Level 2 is another story. I’ve seen people create county-level maps for plant species from BONAP and CalFlora and so on, but range extensions at this level are much more common, and letting them auto-add seems less problematic.

Maybe this is very different for animals and a lot of range maps are being assembled de novo from observations, but for plants, it is absolutely less work to “maintain all the additions…as new records come in” because very, very few of those are legitimate range extensions.

2 Likes

My reply was done before Cassi clarified that she was specifically talking about the large geographic level 0 and 1 areas. Yes there are certainly fewer cases of those. I’m more commenting on smaller geographic areas, in particular with regards to the context of what is ever going to be used when/if the promised geographic intelligence for the computer vision is implemented.

For those, national or provincial/state checklists are effectively useless in many cases. It’s 2,400 km to the western border of the province I live in from my home, saying something is ‘found’ in my home province when it is all the way out there is useless.

Lower level data management is just as important, heck that’s why the atlases have explosion ability down to such fine scale geographies, the expectation is that it get used and managed.

Ah! I’m sorry I misunderstood, and I apologize for being cross–I find the manually set atlases helpful in pushing back on misidentified observations. You’re quite right about the finer scales: BONAP is an incredible labor of love, but crowd-sourcing is really necessary for Level 2 and finer mapping.

I just came across this discussion, so my apologies for being late to the party.

Firstly, I was a little surprised to learn that atlases have this auto-expansion capability, because my understanding from reading the write-up was that they are supposed to provide a control for out-of-range observations. The bar for RG is not especially high (2 IDs) and that has a lot of benefits, but it seems troubling that spurious observations that get a confirming ID would automatically expand the atlas for that taxon. It seems a significant bug for that expansion to “stick” even if the ID is later corrected.

I see that several people have suggested adding an auto-contract capability to address the bug I just mentioned. But this can’t be as simple as just removing locations that don’t have RG observations, because that negates one benefit of manually creating atlases which is that we can define a set of documented locations even if there aren’t yet RG iNat observations for some of them. It seems that iNat would need to track which locations were auto-added and only auto-contract those ones.

On the topic of what level of detail is appropriate for auto-expansion, I feel this is a continuum and this may differ greatly among different taxa. I have been adding atlases for some monocot plants in California. Many mistaken RG IDs are for similar species in California counties beyond the documented range of the species being selected. I definitely want to know when people are finding these species in new Level 2 locations, but I’m not sure that always auto-expanding the atlas boundary is the right response. In contrast, if these species show up in Maryland or the Netherlands, it’s more likely someone will flag them as cultivated before they reach RG.

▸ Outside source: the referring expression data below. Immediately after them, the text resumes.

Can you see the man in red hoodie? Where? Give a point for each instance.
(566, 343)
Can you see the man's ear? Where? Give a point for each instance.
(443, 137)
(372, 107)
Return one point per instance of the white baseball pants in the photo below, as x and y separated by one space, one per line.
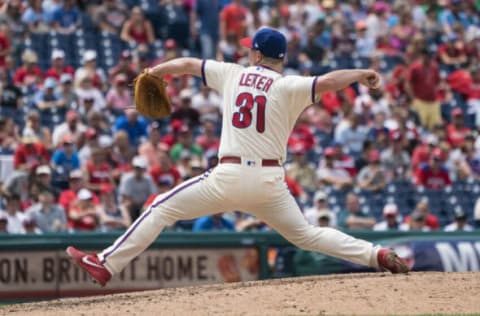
251 188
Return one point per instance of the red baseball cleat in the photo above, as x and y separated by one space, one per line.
389 260
91 264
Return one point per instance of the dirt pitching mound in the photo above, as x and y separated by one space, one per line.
359 294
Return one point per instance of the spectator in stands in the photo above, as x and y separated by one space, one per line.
422 81
460 223
302 133
233 20
58 67
352 217
121 152
89 96
99 122
136 186
212 223
135 126
395 160
207 31
48 216
319 209
476 214
46 98
372 176
72 127
49 8
65 159
30 153
328 174
90 70
431 221
11 96
300 169
164 172
207 102
185 144
110 16
137 29
14 215
456 131
3 224
97 169
151 148
119 97
75 183
391 219
5 48
66 19
433 175
364 45
354 135
29 74
83 214
85 153
416 222
65 92
17 183
208 138
112 216
404 31
185 112
124 67
422 152
43 181
451 15
35 18
466 160
8 142
452 52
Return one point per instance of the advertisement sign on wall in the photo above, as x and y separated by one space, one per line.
29 274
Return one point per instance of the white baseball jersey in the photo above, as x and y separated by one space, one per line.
260 107
259 111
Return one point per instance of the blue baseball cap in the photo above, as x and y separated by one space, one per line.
270 42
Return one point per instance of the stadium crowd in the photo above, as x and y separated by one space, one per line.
76 156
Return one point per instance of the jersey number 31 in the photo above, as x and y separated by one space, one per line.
245 103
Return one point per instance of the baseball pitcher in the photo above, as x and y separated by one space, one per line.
260 107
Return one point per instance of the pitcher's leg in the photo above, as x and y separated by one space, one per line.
191 199
285 217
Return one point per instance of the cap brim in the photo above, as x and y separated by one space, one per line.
247 42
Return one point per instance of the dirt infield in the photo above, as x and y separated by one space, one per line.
359 294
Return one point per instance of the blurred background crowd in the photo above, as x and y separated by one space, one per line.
75 155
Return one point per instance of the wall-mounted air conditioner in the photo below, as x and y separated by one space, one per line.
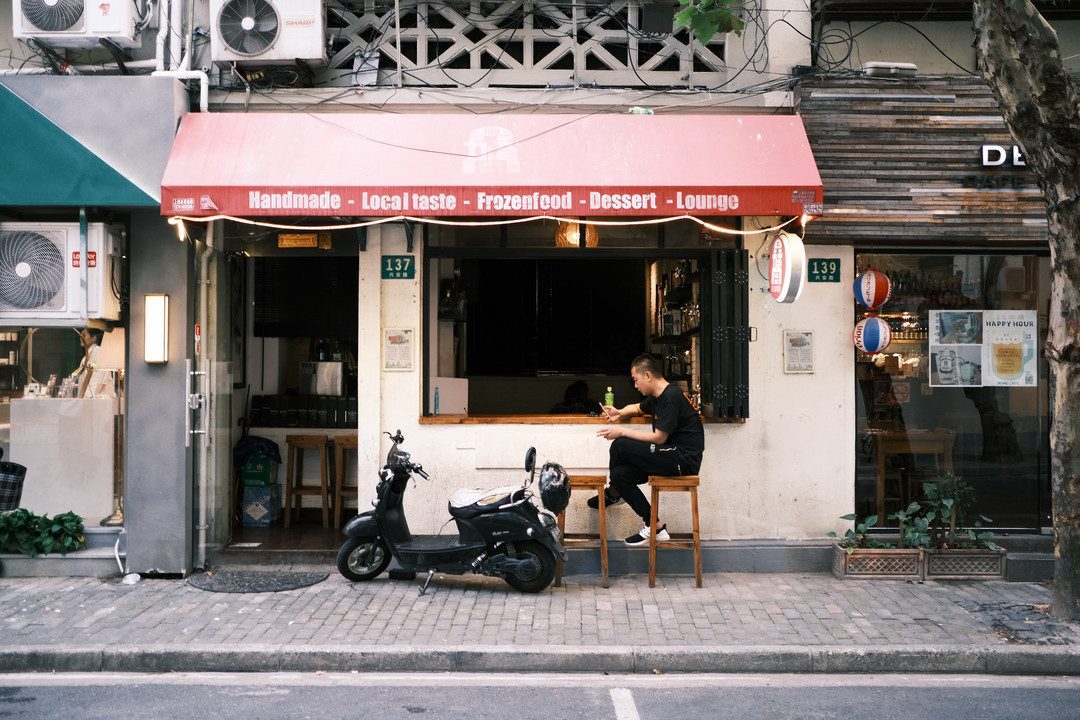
76 23
41 273
262 32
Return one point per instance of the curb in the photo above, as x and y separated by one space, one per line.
1011 660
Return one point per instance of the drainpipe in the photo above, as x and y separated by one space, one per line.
162 34
83 267
184 71
190 75
207 409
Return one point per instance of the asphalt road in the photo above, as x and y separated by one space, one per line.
437 696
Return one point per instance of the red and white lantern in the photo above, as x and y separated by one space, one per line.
873 288
872 335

I wonder if there could be a per-atlas setting that governed auto-expansion behavior, so that curators could tweak how community IDs interact with curated content. For some sparsely distributed taxon, it might be fine for iNat to auto-expand at Level 1 or even Level 0. For an island endemic, even Level 2 auto-expansion seems like a net negative.

2 Likes

I’m pretty sure atlases track/differentiate between additions done by the result of an added observation vs. those manually added. The list of additions to an atlas has a login field, which is presumably populated if manually added, and is blank if observation added.

See https://www.inaturalist.org/atlases/1786 as an example. The auto-cleanup would in theory only apply to additions which have no login associated to their data.

Ah, thanks for that info. Yes, it does seem that the atlas data makes this distinction, so auto-collapse should be possible.